6 points by Brewer 15 years ago · 7 comments · 1 min read


I've heard that when I go to look for an internship one of the most important things for a potential employer will be the projects that I've done in my free time.

This will vary from employer to employer, but what is it that you would be looking for when you see my projects? What would get me bonus points and what would make me lose points? What is important to you? Good documentation and commenting? Optimization? Apparent effort? What is a deal breaker?

pawelwentpawel 15 years ago

Fortunately I landed an internship in a good company because of my portfolio, not my grades. They saw that I was developing quite a lot of stuff that was not really related to my degree and they liked it.

I would look for something related to the thing that company does, but a range of different thingies created just for yourself shows that you're creative, learn quickly and actually like doing this stuff.

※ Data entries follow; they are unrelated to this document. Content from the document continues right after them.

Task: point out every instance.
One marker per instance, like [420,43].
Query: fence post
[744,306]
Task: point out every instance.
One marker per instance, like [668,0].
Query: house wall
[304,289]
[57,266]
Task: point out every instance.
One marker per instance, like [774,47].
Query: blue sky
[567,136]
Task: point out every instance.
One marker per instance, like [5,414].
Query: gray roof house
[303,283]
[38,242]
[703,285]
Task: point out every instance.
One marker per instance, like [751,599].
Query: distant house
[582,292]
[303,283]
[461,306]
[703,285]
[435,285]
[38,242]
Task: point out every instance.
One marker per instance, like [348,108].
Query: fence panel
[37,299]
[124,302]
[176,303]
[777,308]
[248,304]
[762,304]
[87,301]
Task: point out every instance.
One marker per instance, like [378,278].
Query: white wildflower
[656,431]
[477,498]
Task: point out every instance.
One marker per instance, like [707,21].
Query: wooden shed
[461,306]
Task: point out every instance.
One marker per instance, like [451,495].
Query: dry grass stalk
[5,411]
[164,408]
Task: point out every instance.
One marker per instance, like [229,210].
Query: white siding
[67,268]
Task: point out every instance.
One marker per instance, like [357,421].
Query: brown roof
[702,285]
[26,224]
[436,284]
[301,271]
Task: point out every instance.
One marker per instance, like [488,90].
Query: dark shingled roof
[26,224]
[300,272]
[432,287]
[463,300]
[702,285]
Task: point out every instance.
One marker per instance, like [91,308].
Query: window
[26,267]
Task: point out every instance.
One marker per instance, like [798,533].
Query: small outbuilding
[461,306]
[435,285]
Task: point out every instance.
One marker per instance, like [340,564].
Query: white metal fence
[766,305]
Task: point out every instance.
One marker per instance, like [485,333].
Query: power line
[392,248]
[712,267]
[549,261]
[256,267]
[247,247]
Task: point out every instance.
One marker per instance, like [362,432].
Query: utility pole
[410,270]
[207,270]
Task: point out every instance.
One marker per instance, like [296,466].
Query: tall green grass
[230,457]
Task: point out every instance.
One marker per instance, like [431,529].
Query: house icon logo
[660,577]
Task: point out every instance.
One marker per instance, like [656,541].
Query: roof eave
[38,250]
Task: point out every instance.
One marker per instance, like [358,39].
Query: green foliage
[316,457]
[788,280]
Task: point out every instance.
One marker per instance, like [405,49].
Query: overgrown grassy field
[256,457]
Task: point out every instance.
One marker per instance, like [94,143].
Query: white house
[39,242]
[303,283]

Coding your own projects it's better than sitting and doing nothing so I guess that it's hard to "loose points".

  • BrewerOP 15 years ago

    I'd like to get an internship with Mixpanel -- a web analytics company -- next summer so I've been reading up on data mining and I hope to get to work on a related project using Python in the next few weeks.

dadads 15 years ago

Speaking from my own internship experience:

1. The type of project you're doing: If you're applying to a game company, then your projects better be about AI, particle effects, or gameplay related

Bonus points if what you are doing fits the job description (in terms of the language you use or what your project is about)

2. Good coding practices (formatting, documentation, readability): Nobody wants to work with a guy who writes unreadable code

jbalfantz 15 years ago

I definitely agree with meric. I look at code samples/projects to gauge how good the developer is. Most likely the code will be read, not executed. So, good design is a huge plus, but well thought out programs or clever but readable code is a great-to-have. Documentation and commenting I ignore unless they're necessary (hard to read logic). I wouldn't OVER-optimize these projects either, since they'll simply be read over.

mcarrano 15 years ago

If the company has an API, build something with it.

meric 15 years ago

In my short experience, any project > no project and complete projects > incomplete projects.